Pendidikan karakter merupakan sebuah proses pembiasaan, yaitu pembiasaan untuk berbuat
baik; pembiasaan untuk berkata jujur; permbiasaan untuk malu berbuat curang; pembiasaan untuk
malu bersikap malas dan sebagainya. Pendidikan karakter tidak akan terbentuk secara instan, tetapi
harus dilatih secara serius dan sedini mungkin agar tercapai secara maksimal.
Untuk itu, pendidikan karakter perlu diberikan sejak usia dini karena pada periode ini
merupakan usia yang kritis dimana pertumbuhan dan perkembangan mereka sangat pesat dan
merupakan dasar untuk pembentukan karakter selanjutnya
Usia anak-anak merupakan masa-masa yang sangat penting ketika anak mulai tumbuh dan
berkembang.

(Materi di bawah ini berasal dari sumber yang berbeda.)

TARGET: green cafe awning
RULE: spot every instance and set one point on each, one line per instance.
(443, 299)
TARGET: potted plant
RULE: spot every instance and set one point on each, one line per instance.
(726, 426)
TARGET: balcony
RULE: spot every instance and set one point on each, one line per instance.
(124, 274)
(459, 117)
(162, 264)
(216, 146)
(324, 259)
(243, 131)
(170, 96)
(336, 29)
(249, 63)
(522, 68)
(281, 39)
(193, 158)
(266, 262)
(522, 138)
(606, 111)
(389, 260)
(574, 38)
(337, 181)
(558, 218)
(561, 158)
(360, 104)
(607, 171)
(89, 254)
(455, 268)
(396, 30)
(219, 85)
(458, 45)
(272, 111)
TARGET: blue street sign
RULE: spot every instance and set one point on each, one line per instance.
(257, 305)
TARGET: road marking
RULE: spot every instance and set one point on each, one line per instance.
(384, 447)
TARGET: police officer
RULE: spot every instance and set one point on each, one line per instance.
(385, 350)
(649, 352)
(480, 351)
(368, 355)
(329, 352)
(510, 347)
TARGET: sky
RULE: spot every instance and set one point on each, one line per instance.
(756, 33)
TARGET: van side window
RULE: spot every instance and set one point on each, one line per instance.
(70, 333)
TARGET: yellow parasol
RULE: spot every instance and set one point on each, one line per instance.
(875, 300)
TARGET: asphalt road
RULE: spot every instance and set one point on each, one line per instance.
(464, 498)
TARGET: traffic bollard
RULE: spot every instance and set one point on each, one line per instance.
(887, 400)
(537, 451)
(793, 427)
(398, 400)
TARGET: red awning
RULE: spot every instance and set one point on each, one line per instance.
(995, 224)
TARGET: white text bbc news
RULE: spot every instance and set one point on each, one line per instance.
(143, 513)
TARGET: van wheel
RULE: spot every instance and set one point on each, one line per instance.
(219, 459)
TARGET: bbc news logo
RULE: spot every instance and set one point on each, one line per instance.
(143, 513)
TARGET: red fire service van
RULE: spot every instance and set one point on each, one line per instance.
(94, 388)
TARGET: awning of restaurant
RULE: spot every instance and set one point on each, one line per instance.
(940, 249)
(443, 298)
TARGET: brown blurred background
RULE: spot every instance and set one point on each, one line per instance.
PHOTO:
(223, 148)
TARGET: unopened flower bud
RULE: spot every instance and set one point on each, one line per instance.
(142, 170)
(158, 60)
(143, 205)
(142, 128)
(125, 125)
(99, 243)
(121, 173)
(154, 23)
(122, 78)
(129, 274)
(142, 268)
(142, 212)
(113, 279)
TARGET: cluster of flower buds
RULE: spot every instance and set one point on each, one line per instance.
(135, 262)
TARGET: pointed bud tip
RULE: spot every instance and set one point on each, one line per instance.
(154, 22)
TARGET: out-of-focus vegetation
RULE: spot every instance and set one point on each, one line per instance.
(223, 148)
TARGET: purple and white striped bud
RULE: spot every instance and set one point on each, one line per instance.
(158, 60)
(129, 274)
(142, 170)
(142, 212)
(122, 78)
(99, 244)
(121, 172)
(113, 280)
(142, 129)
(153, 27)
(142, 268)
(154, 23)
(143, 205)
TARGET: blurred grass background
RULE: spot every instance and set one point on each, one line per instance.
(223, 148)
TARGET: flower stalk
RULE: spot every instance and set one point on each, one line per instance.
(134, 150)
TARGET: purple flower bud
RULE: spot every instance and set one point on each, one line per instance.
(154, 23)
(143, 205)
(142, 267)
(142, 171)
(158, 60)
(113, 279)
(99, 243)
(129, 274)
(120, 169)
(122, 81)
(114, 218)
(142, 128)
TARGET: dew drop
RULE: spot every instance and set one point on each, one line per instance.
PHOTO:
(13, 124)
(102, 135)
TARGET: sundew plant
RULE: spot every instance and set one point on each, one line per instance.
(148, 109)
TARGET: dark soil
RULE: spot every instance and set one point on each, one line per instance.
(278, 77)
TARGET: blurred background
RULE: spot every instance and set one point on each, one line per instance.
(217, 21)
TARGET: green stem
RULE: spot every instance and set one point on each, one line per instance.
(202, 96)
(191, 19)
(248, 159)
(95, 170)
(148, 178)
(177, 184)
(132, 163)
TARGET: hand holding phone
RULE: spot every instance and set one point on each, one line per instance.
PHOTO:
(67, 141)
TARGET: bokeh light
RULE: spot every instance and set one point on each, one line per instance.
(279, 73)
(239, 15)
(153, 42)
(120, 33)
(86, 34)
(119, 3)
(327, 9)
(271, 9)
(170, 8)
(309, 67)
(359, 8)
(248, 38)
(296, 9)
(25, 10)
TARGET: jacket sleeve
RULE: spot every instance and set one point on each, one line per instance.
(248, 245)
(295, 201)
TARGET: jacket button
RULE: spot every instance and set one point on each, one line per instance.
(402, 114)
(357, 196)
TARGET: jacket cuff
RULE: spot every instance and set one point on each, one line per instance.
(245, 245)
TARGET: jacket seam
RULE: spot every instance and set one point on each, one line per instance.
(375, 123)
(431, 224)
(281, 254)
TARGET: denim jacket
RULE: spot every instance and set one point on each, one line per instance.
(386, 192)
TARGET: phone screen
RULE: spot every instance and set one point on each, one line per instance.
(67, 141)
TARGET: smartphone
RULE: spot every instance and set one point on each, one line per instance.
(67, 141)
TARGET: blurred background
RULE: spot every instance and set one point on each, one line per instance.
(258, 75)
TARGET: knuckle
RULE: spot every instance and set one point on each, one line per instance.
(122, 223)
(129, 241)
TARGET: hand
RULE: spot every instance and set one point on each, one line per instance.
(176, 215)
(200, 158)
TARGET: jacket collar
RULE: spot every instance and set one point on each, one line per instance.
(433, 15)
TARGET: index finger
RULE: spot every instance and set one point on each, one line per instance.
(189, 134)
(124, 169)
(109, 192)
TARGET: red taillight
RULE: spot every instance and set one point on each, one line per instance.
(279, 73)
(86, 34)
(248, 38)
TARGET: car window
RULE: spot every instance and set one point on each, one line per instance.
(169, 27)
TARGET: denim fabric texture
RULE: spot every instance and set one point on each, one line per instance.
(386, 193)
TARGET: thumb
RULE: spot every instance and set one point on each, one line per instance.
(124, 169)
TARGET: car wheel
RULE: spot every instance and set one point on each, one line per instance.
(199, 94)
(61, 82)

Otak anak mengalami perkembangan yang sangat pesat. Masa usia dini merupakan
masa keemasan (golden age) bagi tumbuh kembang anak. Menurut Wibowo (2017: 25) bahwa
masa ini merupakan masa yang sangat penting dimana semua stimulasi segenap aspek
perkembangan mengambil peran yang sangat penting bagi pertumbuhan anak selanjutnya. Orang
harus bisa memanfaatkan usia anak dengan seoptimal mungkin. Hal ini disebabkan bahwa
pendidikan anak yang dilakukan sejak dini para prinsipnya membantu anak mengembangkan otak
untuk menciptakan jejaring yang benar dan berkualitas.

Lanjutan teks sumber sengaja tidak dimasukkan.